Ancient Light
- Cover of first edition
- Author: John Banville
- Language: English
- Publisher: Viking Penguin
- Publication date: 2012-07-05
- Publication place: Ireland
- Media type: Print (Hardcover)
- Pages: 245 pp (hardcover)
- ISBN: 978-0-670-92061-7

= Ancient Light =

Novel by John Banville

Ancient Light is a 2012 novel by John Banville. First published on 7 July 2012, the novel concludes a trilogy concerning Alexander Cleave and his daughter, Cass. Eclipse (2000) and Shroud (2002) were Ancient Lights literary predecessors in the Banville canon.

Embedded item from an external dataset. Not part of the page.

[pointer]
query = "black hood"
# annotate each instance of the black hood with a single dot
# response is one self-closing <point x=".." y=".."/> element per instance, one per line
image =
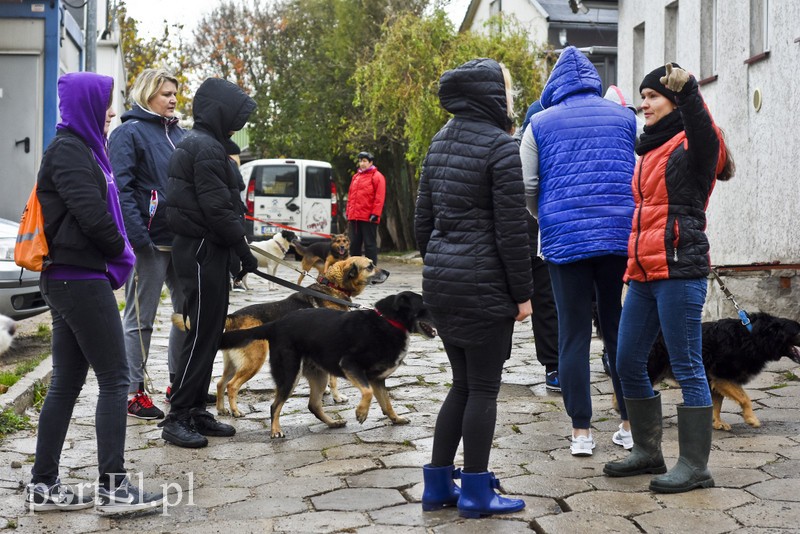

Banville dedicated Ancient Light to the literary editor Caroline Walsh, whose recent sudden death had left him devastated.

==Plot and themes==
Ancient Light is narrated by Alexander Cleave, a 60-something year-old retired actor, and takes place 10 years after the death of his daughter Cass in Eclipse. Cleave begins to record his memories of a first, unlikely affair he had at age 15 with Mrs Gray, a married woman 20 years his senior. "Billy Gray was my best friend and I fell in love with his mother." The book moves between memories of this affair and his current state of grief he shares with his wife Lydia, touching on themes of family, love, grief, and the reliability of memory. His solitude is interrupted by an offer to play the lead in a film entitled The Invention of the Past. The film is to be based on the life of literary theorist Axel Vander, the man with Cass when she killed herself in Italy. On the set Cleave bonds with Dawn Devonport, an emotionally fragile young ingenue mourning the death of her father. As Cleave continues to narrate his past relationship with Mrs Gray to its inevitable conclusion, the father-daughter relationship grows between him and Dawn.

==Reception==
Critical reception for Ancient Light was primarily positive, with a reviewer for UK newspaper The Independent calling it a "luminous, breathtaking work."

Critics for The Guardian also reviewed Ancient Light, with Tim Adams praising Banville's themes and "cleverness", while Alex Clark praised the dual narrative as "disorienting". UK newspaper The Daily Telegraph gave the book three out of five stars, writing that it is "notably, though for the most part seamlessly, light-fingered – strings of Yeses from Ulysses, bits of Eliot, a hazel wood from Yeats, a lovely quote from Leopardi". The Harvard Crimson stated that '[t]he major weakness of "Ancient Light," however, lies is not in its moments of gimmickry but in its vagueness'.

The writer Colm Tóibín named Ancient Light as one of his books of the year.

Ancient Light won in the Novel category at the 2012 Irish Book Awards.

==Artwork==
The cover photograph of a man and a woman dancing in a kitchen was taken by Elliott Erwitt and is titled "Spain, Valencia, 1952, Robert and Mary Frank". Andrew Winer also used the photograph for the book cover of The Marriage Artist (2010, Henry Holt & Company) and Mark Knopfler used it for the album The Ragpicker's Dream.